Ѳедоръ Михайловичъ Бѣжецкій былъ извѣстенъ всему Петербургу, хоть никакихъ особенныхъ свойствъ и преимуществъ за нимъ не водилось. Онъ просто былъ молодой человѣкъ хорошей фамиліи, съ порядочными средствами, на видной дорогѣ, и этого было достаточно, чтобъ его знали въ салонахъ.

Товарищъ Слащова по службѣ, Бѣжецкій взялъ его себѣ въ учителя. Всѣ кутежи, всѣ ужины, на которыхъ появлялся Никсъ Слащовъ, были обязательны и для Бѣжецкаго, что дѣлало его популярнымъ и въ этомъ кружкѣ.

Страсть къ лошадямъ и балету доставляла ему извѣстность и еще между очень многими.

Однимъ словомъ, Бѣжецкаго знали всѣ, и знали какъ за кутилу, не увлекающагося ни одной порядочной женщиной, а тѣмъ менѣе дѣвушкой.

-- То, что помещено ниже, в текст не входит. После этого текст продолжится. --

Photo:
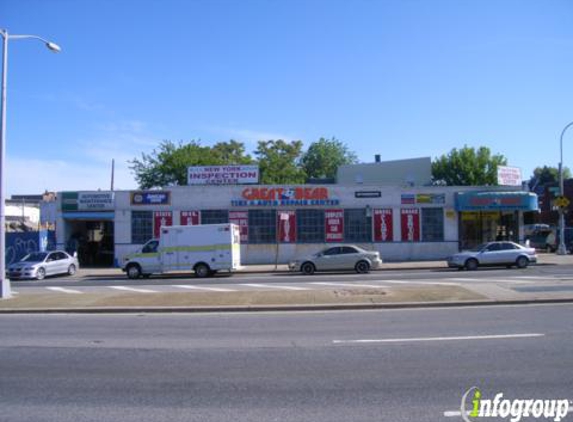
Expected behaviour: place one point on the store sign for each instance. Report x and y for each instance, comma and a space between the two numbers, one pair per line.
222, 175
190, 218
161, 218
92, 201
368, 194
299, 196
410, 219
383, 226
334, 220
241, 219
150, 198
509, 176
286, 221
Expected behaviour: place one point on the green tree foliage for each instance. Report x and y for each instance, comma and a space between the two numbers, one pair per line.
467, 167
547, 175
323, 158
167, 165
278, 162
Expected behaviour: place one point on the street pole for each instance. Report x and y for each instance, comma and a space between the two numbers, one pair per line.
5, 291
562, 249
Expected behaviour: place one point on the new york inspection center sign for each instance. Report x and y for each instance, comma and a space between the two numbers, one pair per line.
223, 175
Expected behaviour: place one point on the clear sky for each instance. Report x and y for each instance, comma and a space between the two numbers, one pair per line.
400, 78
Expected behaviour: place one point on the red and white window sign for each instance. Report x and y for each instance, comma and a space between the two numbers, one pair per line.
190, 218
241, 219
286, 221
383, 228
161, 218
334, 220
410, 224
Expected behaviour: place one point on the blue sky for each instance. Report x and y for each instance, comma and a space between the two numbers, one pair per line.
398, 78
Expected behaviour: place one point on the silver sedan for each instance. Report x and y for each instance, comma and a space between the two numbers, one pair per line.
338, 258
38, 265
494, 253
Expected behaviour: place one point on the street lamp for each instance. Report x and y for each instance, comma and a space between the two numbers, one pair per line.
4, 281
562, 249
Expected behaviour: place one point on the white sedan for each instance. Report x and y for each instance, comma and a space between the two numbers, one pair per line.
348, 257
494, 253
38, 265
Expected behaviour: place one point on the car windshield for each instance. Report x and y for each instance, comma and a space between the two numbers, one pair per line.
35, 257
478, 248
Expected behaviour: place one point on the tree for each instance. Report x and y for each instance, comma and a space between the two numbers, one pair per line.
467, 167
323, 158
168, 164
547, 175
278, 162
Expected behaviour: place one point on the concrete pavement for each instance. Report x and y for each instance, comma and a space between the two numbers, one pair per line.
336, 297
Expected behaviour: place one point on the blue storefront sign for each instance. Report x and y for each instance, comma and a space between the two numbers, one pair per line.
496, 201
150, 198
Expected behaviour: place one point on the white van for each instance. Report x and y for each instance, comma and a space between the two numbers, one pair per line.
203, 249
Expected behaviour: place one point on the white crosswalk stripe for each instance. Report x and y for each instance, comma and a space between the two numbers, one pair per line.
273, 286
370, 286
62, 290
132, 289
207, 289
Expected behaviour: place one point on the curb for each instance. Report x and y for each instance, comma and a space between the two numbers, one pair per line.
285, 308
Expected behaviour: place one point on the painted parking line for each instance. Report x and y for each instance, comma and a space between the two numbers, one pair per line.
369, 286
207, 289
455, 338
62, 290
273, 286
132, 289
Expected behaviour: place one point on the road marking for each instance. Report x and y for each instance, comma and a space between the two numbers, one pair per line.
274, 286
210, 289
428, 281
131, 289
62, 290
370, 286
420, 339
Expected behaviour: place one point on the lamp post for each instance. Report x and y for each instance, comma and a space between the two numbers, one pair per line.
4, 281
562, 249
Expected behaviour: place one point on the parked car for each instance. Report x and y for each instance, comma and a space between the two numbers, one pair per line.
41, 264
494, 253
344, 257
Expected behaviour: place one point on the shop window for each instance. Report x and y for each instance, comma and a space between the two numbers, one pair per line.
262, 226
214, 216
357, 226
432, 225
310, 226
141, 226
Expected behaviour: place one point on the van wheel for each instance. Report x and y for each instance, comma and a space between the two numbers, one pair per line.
522, 262
202, 270
471, 264
133, 271
362, 267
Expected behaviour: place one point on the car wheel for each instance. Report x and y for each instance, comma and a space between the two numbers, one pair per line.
133, 271
307, 268
202, 270
471, 264
522, 262
362, 267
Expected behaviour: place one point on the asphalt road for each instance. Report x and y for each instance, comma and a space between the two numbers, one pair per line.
400, 365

Бѣжецкій избѣгалъ бывать въ семейныхъ домахъ, — ему тамъ нечего было дѣлать; съ каждаго бала онъ торопился уѣхать на какой-нибудь кутежъ или partie de plaisir. За то здѣсь полезнѣе Бѣжецкаго не было. Онъ зналъ всѣхъ содержателей ресторановъ, всѣ знали также и его. Бывало пойдетъ, пошепчется и все устроитъ безъ суеты и хлопотъ. Цыганки звали его по имени и для «Ѳедора Михайловича» пѣли лучше и больше. Здѣсь онъ находился совершенно въ своей сферѣ, зналъ наизусть гдѣ лучше кормятъ, какіе «примёры» привезены, какъ приготовить крюшонъ. Въ обществѣ Бѣжецкій какъ будто терялся. Онъ очень мало говорилъ, слушалъ разсѣянно и обыкновенно смотрѣлъ въ упоръ на ту, за которой ухаживалъ, — а разъ онъ бывалъ въ обществѣ, онъ непремѣнно за кѣмъ-нибудь ухаживалъ.

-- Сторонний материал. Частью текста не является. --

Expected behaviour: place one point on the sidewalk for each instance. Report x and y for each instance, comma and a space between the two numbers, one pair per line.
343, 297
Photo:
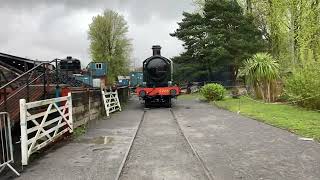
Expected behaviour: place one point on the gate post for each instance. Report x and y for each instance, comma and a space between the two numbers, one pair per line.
24, 135
70, 111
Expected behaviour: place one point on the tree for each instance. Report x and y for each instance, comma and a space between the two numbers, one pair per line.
109, 43
262, 72
222, 37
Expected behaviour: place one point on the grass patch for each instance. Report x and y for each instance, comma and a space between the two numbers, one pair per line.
294, 119
190, 96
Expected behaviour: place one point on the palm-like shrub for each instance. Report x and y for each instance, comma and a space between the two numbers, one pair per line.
213, 92
262, 72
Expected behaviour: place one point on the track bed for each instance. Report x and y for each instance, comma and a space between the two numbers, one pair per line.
160, 151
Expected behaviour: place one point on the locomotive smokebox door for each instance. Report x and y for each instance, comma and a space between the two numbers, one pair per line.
156, 50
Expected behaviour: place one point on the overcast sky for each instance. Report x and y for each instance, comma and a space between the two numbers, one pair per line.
49, 29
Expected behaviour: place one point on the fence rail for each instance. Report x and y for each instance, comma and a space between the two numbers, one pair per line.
111, 101
38, 129
6, 154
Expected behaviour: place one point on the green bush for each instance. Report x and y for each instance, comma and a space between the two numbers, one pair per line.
213, 92
302, 86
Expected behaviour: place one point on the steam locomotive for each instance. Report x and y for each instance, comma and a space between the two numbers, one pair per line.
158, 85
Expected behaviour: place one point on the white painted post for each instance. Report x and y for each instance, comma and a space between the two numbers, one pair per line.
117, 99
105, 102
70, 111
24, 135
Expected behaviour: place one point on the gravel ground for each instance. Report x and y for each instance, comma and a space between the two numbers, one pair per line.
160, 151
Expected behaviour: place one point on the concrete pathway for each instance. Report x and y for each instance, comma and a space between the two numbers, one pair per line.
235, 147
231, 147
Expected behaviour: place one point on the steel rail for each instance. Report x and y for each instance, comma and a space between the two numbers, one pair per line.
130, 146
194, 151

Съ Анной онъ былъ знакомъ давно. Но съ перваго же раза они не понравились другъ другу. Она нашла его дуракомъ, а онъ сейчасъ же замѣтилъ въ ней полное отсутствіе женственности, составляющей, по его словамъ, главную прелесть женщины.

Теперь, когда онъ, самъ не зная какъ, сталъ видать ее каждый день, когда она своими поддразниваніями доводила его до злобы, до ярости, — онъ влюбился въ нее. Бѣжецкій былъ вообще изъ такихъ натуръ, которыя деспотичны съ младшими и съ радостью отдаются въ рабство тѣмъ, чью силу они почувствуютъ надъ собой.

Анна была, безъ сомнѣнія, гораздо умнѣе Бѣжецкаго. Она видѣла его насквозь со всѣми его недостатками. И онъ это очень хорошо зналъ. При ней онъ былъ тише воды, ниже травы. Сколько разъ ему хотѣлось «оборвать» Шатова, отвѣтить на колкость Анны, но онъ молчалъ и продолжалъ все по-прежнему глядѣть на нее полузагадочнымъ, полунѣжнымъ взглядомъ. Это порой выводило ее изъ себя, она не хотѣла видѣть Бѣжецкаго, не могла слышать, какъ Шатовъ поддразнивалъ ее его собачьей привязанностью, но въ минуты сознанія одиночества она не могла не цѣнить эту привязанность.

Теперь послѣ разговора съ Шатовымъ ее вдругъ наполнило чувство благодарности къ Ѳедору Михайловичу.

Вечеръ прошелъ вяло, монотонно. Всѣ какъ будто были не въ своей тарелкѣ. Въ одиннадцатомъ часу m-me Рудниковская стала собираться домой.

— Шатовъ, поѣдемъ верхомъ провожать Софью Ивановну, — предложилъ Слащовъ.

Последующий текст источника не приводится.